In short, you cannot separate a story from its voices. Everything, in the end, is fairy tales. Hemingway, Fitzgerald, Hellman, Austen, Hughes–everything we write filters through the story of the author and culture which creates it.
What if all stepmothers weren’t actually evil? What if the witches at the edge of the forest were actually midwives and interested in herbology? Could the hermit just be introverted? What is up with randomly running into a beggar in the woods and NOT sharing your lunch….everybody knows that’s a fairy in disguise. Don’t, by all that is holy, hurt a Rowan tree. What was it like to come into the town abandoned by fleeing settlers?
In two hundred, four hundred years, which of our own stories will survive, and who will be our Myth bearing heroes?
Maybe, just maybe, as with all stories, we read ourselves into them, with all of our flaws and fallibilities. I’d never imprison my kid in a tower. I’d never wear glass shoes (or fur ones, which sounds particularly strange for dancing). I’d never want to live in a forest with a baker’s half dozen of random guys I’d never met. I’d certainly never tell somebody to cut out a young princesses’ heart and bring it back as proof she is dead.

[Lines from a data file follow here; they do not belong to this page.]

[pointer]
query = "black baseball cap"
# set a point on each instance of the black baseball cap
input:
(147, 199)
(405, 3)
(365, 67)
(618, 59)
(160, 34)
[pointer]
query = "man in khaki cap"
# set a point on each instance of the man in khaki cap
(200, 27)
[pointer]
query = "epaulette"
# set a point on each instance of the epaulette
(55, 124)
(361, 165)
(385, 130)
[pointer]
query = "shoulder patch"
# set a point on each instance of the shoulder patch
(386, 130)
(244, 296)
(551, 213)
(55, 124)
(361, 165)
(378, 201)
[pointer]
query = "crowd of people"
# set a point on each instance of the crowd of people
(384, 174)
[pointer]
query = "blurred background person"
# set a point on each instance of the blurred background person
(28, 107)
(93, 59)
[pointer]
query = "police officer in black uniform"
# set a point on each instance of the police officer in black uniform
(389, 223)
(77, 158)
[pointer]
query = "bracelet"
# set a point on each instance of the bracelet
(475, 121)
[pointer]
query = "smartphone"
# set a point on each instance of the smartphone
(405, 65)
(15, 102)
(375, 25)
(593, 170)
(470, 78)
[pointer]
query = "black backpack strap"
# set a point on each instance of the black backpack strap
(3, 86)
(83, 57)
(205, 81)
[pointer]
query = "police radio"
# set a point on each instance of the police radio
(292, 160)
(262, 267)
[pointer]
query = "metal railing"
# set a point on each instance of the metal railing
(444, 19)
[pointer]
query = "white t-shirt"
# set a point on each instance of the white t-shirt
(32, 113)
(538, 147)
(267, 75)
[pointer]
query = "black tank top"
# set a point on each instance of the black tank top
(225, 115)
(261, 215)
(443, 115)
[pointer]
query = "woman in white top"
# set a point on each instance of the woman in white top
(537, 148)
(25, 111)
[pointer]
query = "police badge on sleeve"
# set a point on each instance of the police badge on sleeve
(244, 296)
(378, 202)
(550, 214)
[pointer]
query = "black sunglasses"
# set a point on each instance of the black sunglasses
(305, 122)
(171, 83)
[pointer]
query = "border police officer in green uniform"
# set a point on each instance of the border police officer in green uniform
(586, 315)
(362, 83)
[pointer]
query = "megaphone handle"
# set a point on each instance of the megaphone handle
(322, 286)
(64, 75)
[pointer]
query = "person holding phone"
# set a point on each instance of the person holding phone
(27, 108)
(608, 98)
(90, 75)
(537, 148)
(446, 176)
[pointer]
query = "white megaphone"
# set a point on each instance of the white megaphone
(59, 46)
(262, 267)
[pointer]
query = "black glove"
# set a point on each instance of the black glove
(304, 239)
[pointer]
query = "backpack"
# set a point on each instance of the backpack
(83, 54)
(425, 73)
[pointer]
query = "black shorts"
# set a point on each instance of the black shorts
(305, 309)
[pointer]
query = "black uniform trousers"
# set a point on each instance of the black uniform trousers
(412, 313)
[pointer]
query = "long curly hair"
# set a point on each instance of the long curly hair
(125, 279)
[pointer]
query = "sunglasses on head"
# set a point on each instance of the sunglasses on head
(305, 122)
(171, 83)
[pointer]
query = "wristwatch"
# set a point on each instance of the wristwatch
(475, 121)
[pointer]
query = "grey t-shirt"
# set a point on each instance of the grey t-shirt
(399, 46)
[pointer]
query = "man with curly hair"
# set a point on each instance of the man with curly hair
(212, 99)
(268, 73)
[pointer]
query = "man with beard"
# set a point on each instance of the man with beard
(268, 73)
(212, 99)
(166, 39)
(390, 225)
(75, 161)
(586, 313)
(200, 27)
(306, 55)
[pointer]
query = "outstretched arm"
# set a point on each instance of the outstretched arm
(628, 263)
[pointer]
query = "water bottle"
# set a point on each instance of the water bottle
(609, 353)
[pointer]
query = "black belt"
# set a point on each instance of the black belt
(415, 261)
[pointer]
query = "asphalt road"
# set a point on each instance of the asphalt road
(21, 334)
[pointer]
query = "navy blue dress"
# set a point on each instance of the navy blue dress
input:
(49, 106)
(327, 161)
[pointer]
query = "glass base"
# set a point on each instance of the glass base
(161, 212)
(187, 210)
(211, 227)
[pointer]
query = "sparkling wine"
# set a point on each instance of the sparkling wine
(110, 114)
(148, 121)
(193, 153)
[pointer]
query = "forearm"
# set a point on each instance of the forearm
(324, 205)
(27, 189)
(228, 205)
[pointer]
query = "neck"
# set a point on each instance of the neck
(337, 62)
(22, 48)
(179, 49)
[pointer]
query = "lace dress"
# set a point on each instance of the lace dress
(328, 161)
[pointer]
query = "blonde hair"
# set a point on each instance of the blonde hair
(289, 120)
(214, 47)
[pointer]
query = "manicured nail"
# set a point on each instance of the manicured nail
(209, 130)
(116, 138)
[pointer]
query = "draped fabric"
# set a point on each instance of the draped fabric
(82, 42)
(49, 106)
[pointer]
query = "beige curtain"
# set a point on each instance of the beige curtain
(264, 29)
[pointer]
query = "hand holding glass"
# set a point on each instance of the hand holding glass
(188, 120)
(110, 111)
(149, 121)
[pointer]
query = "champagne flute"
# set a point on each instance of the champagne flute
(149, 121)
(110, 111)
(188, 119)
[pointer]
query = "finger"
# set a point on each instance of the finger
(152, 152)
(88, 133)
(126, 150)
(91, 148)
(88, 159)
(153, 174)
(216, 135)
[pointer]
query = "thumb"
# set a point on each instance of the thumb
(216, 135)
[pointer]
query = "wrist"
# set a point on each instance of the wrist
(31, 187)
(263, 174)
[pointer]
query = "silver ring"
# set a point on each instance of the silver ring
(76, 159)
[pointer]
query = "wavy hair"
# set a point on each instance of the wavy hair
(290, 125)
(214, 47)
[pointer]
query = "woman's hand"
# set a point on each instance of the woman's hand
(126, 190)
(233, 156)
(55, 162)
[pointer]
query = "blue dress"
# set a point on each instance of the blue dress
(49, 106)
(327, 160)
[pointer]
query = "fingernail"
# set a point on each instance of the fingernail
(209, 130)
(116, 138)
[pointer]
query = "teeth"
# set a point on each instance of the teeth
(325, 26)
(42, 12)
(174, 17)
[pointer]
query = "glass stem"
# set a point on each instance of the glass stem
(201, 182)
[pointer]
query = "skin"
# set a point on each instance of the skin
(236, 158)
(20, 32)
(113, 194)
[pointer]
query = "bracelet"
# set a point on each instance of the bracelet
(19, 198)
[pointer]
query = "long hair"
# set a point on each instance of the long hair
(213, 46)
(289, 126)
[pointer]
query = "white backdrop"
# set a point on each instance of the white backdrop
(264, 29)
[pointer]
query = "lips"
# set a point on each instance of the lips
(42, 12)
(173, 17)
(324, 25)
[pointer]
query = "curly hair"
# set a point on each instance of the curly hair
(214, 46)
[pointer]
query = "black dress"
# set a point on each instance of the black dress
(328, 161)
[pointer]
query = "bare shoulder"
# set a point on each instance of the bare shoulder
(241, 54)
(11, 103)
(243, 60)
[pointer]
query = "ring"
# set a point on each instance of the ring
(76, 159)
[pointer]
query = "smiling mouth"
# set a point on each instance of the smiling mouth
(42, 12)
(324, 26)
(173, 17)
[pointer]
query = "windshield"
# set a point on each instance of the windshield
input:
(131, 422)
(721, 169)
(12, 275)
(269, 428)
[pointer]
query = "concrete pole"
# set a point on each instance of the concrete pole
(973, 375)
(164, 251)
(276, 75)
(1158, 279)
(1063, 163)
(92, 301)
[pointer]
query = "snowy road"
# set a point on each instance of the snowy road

The original stories are dark. My versions are not quite so dismal, because hopefully, neither am I. We read ourselves into stories, and we can read ourselves out of them. Not every dragon is trying to kill you…some of them just don’t want you to steal their stuff.

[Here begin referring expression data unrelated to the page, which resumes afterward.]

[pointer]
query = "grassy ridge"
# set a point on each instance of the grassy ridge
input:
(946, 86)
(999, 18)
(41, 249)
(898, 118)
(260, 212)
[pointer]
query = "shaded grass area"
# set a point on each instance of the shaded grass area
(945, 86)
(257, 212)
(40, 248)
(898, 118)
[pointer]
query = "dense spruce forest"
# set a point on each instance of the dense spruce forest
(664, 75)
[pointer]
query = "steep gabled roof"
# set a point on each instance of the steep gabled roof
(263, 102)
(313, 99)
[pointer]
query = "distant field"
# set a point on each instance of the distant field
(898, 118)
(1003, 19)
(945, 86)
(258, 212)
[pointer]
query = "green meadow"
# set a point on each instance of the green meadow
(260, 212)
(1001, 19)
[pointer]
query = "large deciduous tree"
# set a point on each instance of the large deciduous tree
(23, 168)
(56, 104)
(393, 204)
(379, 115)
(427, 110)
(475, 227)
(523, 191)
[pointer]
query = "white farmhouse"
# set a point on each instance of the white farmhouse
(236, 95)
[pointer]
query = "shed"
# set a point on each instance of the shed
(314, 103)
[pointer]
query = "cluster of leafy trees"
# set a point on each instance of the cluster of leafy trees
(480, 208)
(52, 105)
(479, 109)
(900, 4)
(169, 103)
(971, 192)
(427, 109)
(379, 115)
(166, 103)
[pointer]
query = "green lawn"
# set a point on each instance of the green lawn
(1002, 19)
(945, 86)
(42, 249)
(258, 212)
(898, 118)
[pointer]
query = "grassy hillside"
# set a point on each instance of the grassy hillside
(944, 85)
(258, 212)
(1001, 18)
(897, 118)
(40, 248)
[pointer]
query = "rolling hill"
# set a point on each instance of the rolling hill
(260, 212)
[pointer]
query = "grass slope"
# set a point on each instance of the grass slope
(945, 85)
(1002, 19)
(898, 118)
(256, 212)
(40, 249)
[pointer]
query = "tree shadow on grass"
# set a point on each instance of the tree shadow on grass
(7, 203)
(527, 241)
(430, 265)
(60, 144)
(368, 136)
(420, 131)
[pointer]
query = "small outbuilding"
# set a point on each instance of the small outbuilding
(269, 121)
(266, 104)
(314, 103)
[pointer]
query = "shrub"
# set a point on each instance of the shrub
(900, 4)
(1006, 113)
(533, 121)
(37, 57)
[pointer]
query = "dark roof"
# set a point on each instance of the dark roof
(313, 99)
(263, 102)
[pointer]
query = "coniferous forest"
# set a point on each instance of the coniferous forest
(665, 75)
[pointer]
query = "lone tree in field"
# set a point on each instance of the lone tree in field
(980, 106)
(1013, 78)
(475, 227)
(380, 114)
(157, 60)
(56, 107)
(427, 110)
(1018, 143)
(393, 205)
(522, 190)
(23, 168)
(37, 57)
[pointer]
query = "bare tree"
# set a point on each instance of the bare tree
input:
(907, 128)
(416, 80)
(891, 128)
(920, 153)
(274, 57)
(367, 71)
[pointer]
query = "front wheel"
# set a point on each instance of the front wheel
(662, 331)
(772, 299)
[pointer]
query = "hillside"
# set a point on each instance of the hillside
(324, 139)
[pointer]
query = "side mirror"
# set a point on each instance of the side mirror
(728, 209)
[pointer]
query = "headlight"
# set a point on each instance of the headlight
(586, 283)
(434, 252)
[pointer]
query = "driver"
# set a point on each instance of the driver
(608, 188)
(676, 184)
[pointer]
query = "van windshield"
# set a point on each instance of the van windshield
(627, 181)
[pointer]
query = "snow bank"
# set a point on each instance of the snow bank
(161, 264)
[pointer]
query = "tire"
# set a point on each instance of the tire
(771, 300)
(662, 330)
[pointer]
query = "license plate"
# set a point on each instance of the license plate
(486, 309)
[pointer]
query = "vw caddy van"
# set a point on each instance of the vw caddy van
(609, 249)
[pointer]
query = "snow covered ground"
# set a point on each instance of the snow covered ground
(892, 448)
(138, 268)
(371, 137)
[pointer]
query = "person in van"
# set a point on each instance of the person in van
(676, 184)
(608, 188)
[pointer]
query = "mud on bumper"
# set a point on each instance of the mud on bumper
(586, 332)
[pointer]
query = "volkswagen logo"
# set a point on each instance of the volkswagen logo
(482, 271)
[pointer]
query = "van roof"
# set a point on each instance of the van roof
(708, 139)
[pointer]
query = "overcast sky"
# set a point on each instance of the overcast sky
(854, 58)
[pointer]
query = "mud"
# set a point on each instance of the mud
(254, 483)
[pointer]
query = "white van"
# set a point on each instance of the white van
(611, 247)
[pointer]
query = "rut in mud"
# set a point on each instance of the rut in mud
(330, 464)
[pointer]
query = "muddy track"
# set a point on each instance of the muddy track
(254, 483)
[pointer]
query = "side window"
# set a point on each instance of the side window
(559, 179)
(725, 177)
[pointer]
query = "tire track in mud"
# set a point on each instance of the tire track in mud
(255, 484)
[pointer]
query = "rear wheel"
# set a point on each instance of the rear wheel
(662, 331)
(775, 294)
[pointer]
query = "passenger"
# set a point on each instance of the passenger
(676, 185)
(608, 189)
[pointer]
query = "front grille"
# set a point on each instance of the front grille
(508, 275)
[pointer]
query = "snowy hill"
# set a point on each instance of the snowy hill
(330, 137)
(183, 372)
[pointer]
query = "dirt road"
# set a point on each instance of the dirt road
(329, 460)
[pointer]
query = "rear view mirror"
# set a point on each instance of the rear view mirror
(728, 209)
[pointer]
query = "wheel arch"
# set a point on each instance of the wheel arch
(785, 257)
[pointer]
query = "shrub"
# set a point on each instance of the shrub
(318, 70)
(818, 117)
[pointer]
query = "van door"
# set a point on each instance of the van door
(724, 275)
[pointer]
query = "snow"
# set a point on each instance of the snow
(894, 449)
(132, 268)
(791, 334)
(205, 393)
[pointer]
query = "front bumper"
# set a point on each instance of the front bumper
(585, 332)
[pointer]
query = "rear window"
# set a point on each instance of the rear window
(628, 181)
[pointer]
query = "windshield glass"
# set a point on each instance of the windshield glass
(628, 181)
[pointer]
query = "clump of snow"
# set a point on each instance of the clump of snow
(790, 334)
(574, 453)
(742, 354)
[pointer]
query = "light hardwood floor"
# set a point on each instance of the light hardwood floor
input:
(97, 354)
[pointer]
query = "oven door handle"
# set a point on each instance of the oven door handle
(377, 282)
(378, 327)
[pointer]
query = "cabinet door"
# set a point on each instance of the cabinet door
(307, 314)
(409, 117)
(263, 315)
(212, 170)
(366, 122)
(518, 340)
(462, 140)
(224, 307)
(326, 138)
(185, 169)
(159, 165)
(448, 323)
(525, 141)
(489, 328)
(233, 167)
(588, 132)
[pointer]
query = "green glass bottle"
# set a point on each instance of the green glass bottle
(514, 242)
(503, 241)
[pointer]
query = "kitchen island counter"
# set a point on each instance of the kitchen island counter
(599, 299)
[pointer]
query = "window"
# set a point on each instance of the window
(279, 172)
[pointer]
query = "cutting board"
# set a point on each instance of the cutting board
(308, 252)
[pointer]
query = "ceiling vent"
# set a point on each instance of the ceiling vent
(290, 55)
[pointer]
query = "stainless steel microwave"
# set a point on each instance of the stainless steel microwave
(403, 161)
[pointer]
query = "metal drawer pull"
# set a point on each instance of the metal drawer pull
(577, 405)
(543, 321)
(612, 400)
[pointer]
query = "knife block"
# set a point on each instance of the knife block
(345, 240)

This book is that journey. Maybe you believe the witch’s point of view. Maybe you don’t. Maybe she lies, and maybe the king did, or maybe they both have, unwittingly. I hope it’s interesting to try to peer into the stories, from a far distance, and realize that the past might not be as magical, or as strange, as we sometimes make it out to be, and yet somehow is both more magical and more strange because of this.
I hope you enjoy.
Isabella Eleanor to Perrault
here’s the thing: I’m not
that forgettable. I’ve been
known to turn heads, even
in rags, even wearing
the most uncomfortable of
shoes and clothes –I’m just
a looker. And yet,
there it is– he couldn’t
identify my face in a crowd,
even a crowd of one, couldn’t
describe my nose, my eyes,
though he can see them.
Yet, he fell
almost on sight, in love,
(face blindness not being
diagnosable in these
sixteen hundreds.) I don’t mind-
wouldn’t you rather, after
decades of being memorable
or Prettiness (Such
a nice face), pettiness talking
behind your back, to instead
know with absolute certainty
he loves your mind? It’s
not like he can’t see
my facial features, but can’t ever
remember specifics. I change
my hair, he might pass
accidentally by me, his wife,
in the street–except my soul, my vocal
cadence, lilt, my ideas, ideals, my style,
the way I hold my shoulders, those
cannot be hidden by voluminous
skirts or new court styles and wigs.